Faiz Ahmed is the Joukowsky Family Distinguished Associate Professor of Modern Middle Eastern History at Brown University. Professor Ahmed specializes in the late Ottoman and British empires, Afghanistan, and diasporic communities tied to the region we today call the Middle East. His core research and teaching engage questions of human mobility, travel, and migration; social histories of Islamic law and learning; and the intersections of constitutionalism, citizenship, and diplomacy.

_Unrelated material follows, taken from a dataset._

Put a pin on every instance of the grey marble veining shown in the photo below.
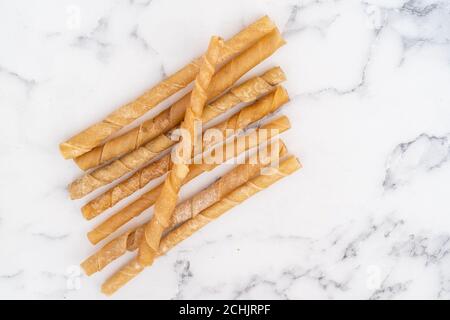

Dr. Ahmed’s first book, Afghanistan Rising: Islamic Law and Statecraft between the Ottoman and British Empires (Harvard University Press), was awarded the American Historical Association’s John F. Richards Prize in 2018. His current research explores historical ties and engagements of the Ottoman Empire in the Americas, with a focus on social, economic, and legal connections to the United States and Canada during the long nineteenth century. Ahmed’s published articles can be found in journals of law, history, and Middle East Studies, including Law and History Review; Global Jurist; Comparative Studies of South Asia, Africa, and the Middle East; International History Review;International Journal of Middle East Studies; Iranian Studies; Journal of Ottoman Studies (Osmanlı Araştırmaları);Journal of the Ottoman and Turkish Studies Association; and Perspectives on History. Featured interviews can be found on national radio and history channels to local news, including NPR’s Throughline, The Boston Globe, ABC6 Rhode Island News, The Toynbee Prize Foundation, Borderlines, and Ottoman History Podcast.

Professor Ahmed is also co-organizer with his Brown University colleagues Michael Vorenberg, Rebecca Nedostup, and Emily Owens of the Brown Legal History Workshop and Brown Legal Studies collaborative. He earned his Ph.D. in History from the University of California, Berkeley, and his J.D. from the University of California College of the Law, San Francisco.